Le ‘Salon d’Autumne’ di San Gimignano
di Simona Maria Frigerio
Continua ripercorre la propria storia grazie a un’esposizione collettiva curata da Carlo Falciani che giustappone e mette in dialogo gli ultimi trent’anni di lavoro sia della Galleria sia di artisti che hanno collaborato con la stessa, suddivisi in quattro sezioni per vocazioni sotterranee (o tensioni storiche, data la formazione del curatore).
Il nostro tour – che è in qualche sorta anche geografico – parte dalla Cina con Cai Guo-Qiang, artista multimediale di fama internazionale con atelier a Manhattan, che ha raggiunto la popolarità anche tra un pubblico più ampio grazie ai fuochi d’artificio realizzati in occasione delle Olimpiadi di Beijing. Uno spettacolo effimero eppure profondamente legato alla cultura e alle radici storiche della Cina, che rappresenta già come significante la variabile dell’atemporalità o della smaterializzazione dell’opera d’arte. Non a caso, in mostra sono esposte alcune tele realizzate con la polvere da sparo. Ricordiamo che il processo di smaterializzazione delle proprie opere, Cai Guo-Qiang lo sta portando avanti anche con l’affascinante cAI™: An Artificial Intelligence Project.
Centrale all’ingresso, Absorption (di Alicja Kwade, che ritroveremo nell’ultima tappa del viaggio). Materico, teso, basico, viscerale ma, al contempo, siderale laddove lo specchio riflette e liquefa, mentre le rocce di tre diversi materiali rimandano al magma da cui si è generata la vita: quella base composta da carbonio, idrogeno, ossigeno e azoto – che ci accomuna, noi atomi dispersi, all’intero universo. Nella medesima sala, affascinante l’accostamento con The way we were di Arcangelo Sassolino dove il basalto nero e la pressa restituiscono sia la tensione materica propria di questa sezione, sia una comune vocazione coloristica e un tentativo di ricollegare un microcosmo atomico a una aspirazione macrocosmica.
E ben si coniuga a questo fil ‘gris’, Eternità, di Sabrina Mezzaqui che prosegue la sua ricerca sul segno/parola con una piccola scultura di ghiaccio fortemente emotiva sospesa in una essenziale struttura d’acciaio inossidabile. L’eternità, come la bellezza o il profumo della rosa, risiede nella parola (il rimando shakespeariano pare d’obbligo), o nell’acqua che – seppure si trasforma a livello materico, rimane chimicamente invariata?
Una serie di mezzi torsi con parte della coscia, in terracotta, ricoperti da costumi da bagno firmati da Jonathas De Andrade dovrebbero esprimere la tensione erotica (seconda sezione della mostra). Ma questa è la parte che meno convince e il gioco dei corpi pare alquanto pretestuoso.

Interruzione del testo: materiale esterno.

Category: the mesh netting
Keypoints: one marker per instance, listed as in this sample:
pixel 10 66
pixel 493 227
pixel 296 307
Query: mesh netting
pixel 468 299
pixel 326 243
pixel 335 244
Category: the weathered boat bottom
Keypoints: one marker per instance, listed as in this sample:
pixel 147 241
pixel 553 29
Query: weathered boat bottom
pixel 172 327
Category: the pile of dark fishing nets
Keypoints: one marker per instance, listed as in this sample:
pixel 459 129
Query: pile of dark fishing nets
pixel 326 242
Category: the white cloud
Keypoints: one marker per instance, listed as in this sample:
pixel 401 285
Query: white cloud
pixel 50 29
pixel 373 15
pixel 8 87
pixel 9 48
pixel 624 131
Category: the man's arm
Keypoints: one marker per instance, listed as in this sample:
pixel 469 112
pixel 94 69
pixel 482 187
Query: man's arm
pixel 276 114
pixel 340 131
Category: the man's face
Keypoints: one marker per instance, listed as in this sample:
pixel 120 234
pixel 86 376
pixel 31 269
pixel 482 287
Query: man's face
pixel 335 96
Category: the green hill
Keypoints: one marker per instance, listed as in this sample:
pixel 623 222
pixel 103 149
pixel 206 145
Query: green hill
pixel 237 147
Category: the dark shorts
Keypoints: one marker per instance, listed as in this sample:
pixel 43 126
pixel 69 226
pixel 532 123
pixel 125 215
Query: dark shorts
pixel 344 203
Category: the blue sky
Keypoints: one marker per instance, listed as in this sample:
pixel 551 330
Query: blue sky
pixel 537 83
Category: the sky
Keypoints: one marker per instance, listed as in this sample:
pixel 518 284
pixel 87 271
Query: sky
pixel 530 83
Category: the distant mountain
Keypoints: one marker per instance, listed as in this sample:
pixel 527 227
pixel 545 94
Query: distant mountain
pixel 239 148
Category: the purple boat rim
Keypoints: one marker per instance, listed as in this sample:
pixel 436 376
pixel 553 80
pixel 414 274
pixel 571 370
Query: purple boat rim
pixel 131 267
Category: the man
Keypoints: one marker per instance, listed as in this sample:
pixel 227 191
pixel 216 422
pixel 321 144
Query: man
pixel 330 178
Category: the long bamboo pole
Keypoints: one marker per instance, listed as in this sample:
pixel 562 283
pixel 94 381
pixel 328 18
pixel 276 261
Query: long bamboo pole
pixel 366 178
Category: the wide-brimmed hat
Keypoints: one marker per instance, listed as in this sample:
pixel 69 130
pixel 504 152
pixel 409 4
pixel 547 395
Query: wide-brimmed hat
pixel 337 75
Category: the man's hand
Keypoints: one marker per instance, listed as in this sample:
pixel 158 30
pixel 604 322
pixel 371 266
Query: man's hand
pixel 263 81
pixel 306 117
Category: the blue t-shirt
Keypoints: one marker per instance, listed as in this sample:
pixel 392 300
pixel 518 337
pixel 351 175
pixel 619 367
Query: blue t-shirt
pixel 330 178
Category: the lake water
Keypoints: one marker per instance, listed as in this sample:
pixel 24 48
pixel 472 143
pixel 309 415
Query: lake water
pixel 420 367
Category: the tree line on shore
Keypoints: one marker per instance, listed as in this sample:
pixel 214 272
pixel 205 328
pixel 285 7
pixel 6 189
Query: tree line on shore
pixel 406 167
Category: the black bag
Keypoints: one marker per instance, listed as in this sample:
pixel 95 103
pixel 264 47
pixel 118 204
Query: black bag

La tensione verso l’assoluto e la bellezza, per noi si realizza compiutamente in Crystal Landscape of Inner Body (Serpent), uno tra i capolavori di Chen Zhen – artista cinese deceduto appena quarantacinqenne di leucemia, in gradi di sublimare la propria malattia, il decadimento di un corpo e dei suoi organi in undici splendenti opere d’arte in vetro, che paiono, nel contempo, costituire quasi un ‘giardino giapponese’ – ossia un fragile paesaggio/ambiente in cui si riflette, simbolicamente, l’altrettanto effimera, caduca e fragile esistenza umana. Se è il lettino da sala operatoria la struttura su cui poggiano gli undici elementi di un corpo malato, è il materiale stesso – il vetro soffiato – a rimandare a quell’osmosi tra interno ed esterno, malattia e salute, corpo e natura, medicina tradizionale e scienza medica, che solamente la raffinata armonia dei suoi lavori sa restituire con afflato universalistico e sensibilità tutta orientale.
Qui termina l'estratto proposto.